Kant famously declares in Critique of pure reason that being is not a predicate: this means that being does not provide us with any additional information about anything. It simply posits a thing – that a thing is. In other words, while everybody thinks, rightly or wrongly, that he or she understands what being means, there is something curiously empty about being as well. Being is a determination that does not say anything descriptive about a being, such as a tree or a book. Yet being plays a primordial role in the horizon of human understanding, otherwise Dasein will not be able to tell the difference between being and nothing, which means that philosophical thinking would not have been possible in human history at all. Given that this is not the case, there is something that can be called ontological priority in the universal question of being, as posed by none other than Dasein itself. And it is through Dasein that the traditional metaphysics of representational thinking of being as pragmata can be overcome and another way of thinking pointed at by Heidegger in his life work – which retrieves the question of being through a reflective recalling (andenkendes Denken) (Heidegger, 1998, p. ?) – can be invited into the primordial event of the hermeneutic circle. However, at the same time, Dasein must have the awareness not to reduce itself to a mere subjectivity that metaphysically represents the being of beings only through its own idea and image; the “I think” of Cartesian philosophy, which even phenomenology cannot free itself from in its historic beginnings under the guidance of Husserl, is not the essence, projection and unfolding of being (Sein).

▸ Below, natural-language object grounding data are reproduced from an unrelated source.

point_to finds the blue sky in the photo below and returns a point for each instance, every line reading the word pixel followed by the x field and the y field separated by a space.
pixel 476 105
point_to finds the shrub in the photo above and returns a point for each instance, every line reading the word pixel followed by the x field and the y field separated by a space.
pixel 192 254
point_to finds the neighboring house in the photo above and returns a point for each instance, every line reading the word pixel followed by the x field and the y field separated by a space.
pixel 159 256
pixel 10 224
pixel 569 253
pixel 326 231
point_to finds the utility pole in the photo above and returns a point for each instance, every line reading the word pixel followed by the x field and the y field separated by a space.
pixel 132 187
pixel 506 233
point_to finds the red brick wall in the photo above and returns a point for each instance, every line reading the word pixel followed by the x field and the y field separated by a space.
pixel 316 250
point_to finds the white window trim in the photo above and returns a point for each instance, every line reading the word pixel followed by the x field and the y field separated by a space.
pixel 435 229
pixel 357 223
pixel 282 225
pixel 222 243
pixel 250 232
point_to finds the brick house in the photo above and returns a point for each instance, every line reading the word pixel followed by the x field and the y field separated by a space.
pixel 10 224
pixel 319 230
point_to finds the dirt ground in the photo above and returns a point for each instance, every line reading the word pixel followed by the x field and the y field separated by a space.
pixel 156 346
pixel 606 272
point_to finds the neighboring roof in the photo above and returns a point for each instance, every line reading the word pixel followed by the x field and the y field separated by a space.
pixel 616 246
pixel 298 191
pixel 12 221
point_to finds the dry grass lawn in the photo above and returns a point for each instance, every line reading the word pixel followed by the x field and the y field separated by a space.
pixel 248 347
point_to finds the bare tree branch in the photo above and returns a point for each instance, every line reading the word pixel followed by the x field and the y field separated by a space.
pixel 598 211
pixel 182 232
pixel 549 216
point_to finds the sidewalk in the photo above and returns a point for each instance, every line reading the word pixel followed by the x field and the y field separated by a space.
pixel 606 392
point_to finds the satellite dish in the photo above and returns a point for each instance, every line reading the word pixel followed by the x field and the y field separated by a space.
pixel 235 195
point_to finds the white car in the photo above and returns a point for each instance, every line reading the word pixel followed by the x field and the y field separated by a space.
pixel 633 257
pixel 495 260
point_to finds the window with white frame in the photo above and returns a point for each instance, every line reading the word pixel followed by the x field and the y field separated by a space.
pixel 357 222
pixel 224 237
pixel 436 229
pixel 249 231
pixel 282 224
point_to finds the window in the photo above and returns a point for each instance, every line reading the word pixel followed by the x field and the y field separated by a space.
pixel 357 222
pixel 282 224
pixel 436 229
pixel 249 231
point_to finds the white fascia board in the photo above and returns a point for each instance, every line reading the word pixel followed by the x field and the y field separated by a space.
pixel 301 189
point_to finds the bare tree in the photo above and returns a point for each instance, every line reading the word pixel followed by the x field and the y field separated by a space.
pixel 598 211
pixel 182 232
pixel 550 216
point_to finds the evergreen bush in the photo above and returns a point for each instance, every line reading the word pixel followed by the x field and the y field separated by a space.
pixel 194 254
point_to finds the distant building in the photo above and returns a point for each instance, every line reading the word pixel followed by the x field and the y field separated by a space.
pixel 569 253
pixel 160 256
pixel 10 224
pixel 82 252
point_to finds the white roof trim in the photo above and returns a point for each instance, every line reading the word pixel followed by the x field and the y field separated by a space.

Taking the above hermeneutic reflection into account, it is now clear that van Manen’s methodological reliance on the narrative of lived experience is an example of thinking continuously under the shadow of metaphysics; his nomenclature of “hermeneutic phenomenology” is hollow without the primordial way-showing of andenkendes Denken. Without this primordial way of thinking as indicated by Heidegger in the Greek spirit of daimonion – the inspirational, but also uncanny, shining in the showing in the phenomenon of aletheia that has always accompanied humanity -, there can be no Ereignis: the appropriation that is the coming of being to itself in the turning that is the full circle of ontological fulfilment.